Menurut Rido, sebagai badan yang melakukan fungsi sebagai planning dari jumlah empat fungsi manajemen di Kementerian PUPR yaitu Planning, Organizing, Actuating and Controlling (POAC), BPIW membutuhkan tenaga ahli perencana wilayah dan kota yang memiliki kapabilitas dan kompetensi dalam perumusan dokumen kebijakan pembangunan infrastruktur.

“Saat ini BPIW mengalami keterbatasan tenaga ahli perencana wilayah dan kota. Diperkirakan kebutuhan perencana wilayah dan kota mencapai ratusan tenaga ahli,” jelas Rido.

Keterbatasan tersebut tidak mengurangi kinerja BPIW dalam memacu keterpaduaan perencanaan pengembangan infrastruktur PUPR dengan pengembangan wilayah dan kota yang didasari pada rencana tata ruang wilayah.
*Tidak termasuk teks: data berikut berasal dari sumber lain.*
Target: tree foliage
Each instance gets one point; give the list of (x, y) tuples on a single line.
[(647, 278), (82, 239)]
Pada kesempatan itu  Rido juga menjelaskan mengenai peran perencana wilayah dan kota dalam menterpadukan pembangunan infrastruktur wilayah. Menurutnya, masing-masing pihak memiliki perannya masing-masing, seperti pemerintah yang berperan dalam kerjasama antar tingkat pemerintahan, merencanakan pembangunan infrastruktur yang efisien, menyusun rencana tata ruang yang berkelanjutan dan memberikan insentif keuangan dan fiskal.

Peran lainnya kata Rido seperti yang dilakukan Non Governmental Organization (NGO) yang mengawal perencanaan dan pembangunan infrastruktur, memberikan advokasi kepada pemerintah pusat dan pemerintah daerah, serta representasi warga dalam konsultasi publik. Sedangkan akademisi berperan dalam memberikan rekomendasi dan kajian akademik, serta memberikan pendampingan akademis.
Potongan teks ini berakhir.